CONCEPT OF BLOCKCHAIN
It's used to create a common communication across industry
and technology. It's a technology that enables us to move a digital coin or
assets from one individual to another individual. Please note that digital
money or currency is not a blockchain.
Blockchain is based upon the basic postulates of the data
that entries are open publicly. Everyone can see and verify the transaction.
Entries are shared and have existences in any node on the network.
Problems that blockchain endeavor to solve.
- Money transfer
- Processing time
- Processing fees
Illustrating the blockchain concept with an example.
If person A wants to move or transfer money to B from India
to England, then this can usually be done through the third trusted party by
takes some processing fees and 3-4 days to move money from one person to
another person.
So what blockchain here to do?
1) Firstly, transfer money without a third
trusted the party.
2) Secondly, it transfers money
immediately to its destination.
3) Thirdly, to do cheaper than the third
trusted party what collect as there’s is no processing fees for money transfer.
we are going to link all transactions in the record.
Finally, C moves 2 dollars to D and links it in the chain. And this chain of
transactions is open to the public. This chain illustrates that everyone on
these networks knows that where is the money, how much money gets in
each one hand. Also, everyone can decide the transaction is valid or not
valid. For example – If A now tries to move 15 dollars to C. Everyone holds a
network that could see immediately that this is not a valid transaction because
of A start with B by 5 dollars in open chain and A doesn’t have 15 dollars and
this the transaction will not be part of a chain.
What is distributed open entries or connection?
Here blockchain going to take the authority of centralized
one and distributed it across the network. Everyone can hold a copy of the
ledger in the chain. And anyone else associates in-network can hold the chain
of events. Conclusively entries are distributed so no need for the centralized
place that retains the record. Here all the copies are to synchronized and all
the participant of ledger see same copies of the record in a network.

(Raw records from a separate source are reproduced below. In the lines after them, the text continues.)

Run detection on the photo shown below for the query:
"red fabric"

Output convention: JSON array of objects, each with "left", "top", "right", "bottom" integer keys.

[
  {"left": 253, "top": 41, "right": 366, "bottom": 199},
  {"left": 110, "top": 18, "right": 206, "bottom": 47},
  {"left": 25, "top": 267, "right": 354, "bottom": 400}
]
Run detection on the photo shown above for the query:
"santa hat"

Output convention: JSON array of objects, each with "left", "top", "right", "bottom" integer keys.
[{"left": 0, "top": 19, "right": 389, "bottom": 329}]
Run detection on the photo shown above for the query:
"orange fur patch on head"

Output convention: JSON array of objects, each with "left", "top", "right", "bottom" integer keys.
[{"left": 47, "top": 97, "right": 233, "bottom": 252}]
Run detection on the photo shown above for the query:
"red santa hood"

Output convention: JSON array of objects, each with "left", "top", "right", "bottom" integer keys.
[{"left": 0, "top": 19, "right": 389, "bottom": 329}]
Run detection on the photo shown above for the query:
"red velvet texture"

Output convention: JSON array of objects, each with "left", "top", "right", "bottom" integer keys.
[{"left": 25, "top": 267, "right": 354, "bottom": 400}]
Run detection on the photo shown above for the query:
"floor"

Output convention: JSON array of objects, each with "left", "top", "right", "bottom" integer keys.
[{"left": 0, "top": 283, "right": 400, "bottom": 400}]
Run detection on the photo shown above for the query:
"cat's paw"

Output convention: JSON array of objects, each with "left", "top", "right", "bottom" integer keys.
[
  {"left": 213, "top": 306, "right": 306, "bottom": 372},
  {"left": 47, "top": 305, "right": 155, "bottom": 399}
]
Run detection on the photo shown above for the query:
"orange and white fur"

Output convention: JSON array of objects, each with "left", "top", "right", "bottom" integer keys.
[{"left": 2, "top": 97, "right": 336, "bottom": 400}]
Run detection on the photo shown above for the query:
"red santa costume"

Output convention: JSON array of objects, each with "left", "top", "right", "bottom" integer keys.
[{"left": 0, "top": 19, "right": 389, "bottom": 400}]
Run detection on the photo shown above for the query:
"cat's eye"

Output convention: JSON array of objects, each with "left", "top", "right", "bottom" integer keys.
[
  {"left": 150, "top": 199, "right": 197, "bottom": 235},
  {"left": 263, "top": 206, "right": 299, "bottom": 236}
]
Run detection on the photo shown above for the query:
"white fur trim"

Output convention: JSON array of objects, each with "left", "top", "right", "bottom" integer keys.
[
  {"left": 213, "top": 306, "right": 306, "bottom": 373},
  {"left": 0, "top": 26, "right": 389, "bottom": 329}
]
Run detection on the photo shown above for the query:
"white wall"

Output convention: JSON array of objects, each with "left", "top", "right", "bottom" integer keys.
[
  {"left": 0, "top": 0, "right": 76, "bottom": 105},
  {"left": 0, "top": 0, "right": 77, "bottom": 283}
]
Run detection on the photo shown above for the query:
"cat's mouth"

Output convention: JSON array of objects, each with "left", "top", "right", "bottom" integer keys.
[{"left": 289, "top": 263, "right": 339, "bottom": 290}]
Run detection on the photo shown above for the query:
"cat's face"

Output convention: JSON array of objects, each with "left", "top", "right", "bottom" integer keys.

How do miners work in the blockchain?
- Miners are a special node that can hold the record of all entries.
- Miners are going to compete among themselves to take the transaction and solve the confusion.
- Approve the new transaction and able to put it into the record.
- Miners edit on its report and look for another transaction to work on, to get the bonus for next time.
- Miners published or relay the solution to the whole network.
- To find the unique keys, these are takings the previous transaction and lock with the new transaction.
- To find the key, these miners need extra computational energy because this search for a key is random.
- A miner is repeatedly selecting new keys until the first keys that match this kind of random issue.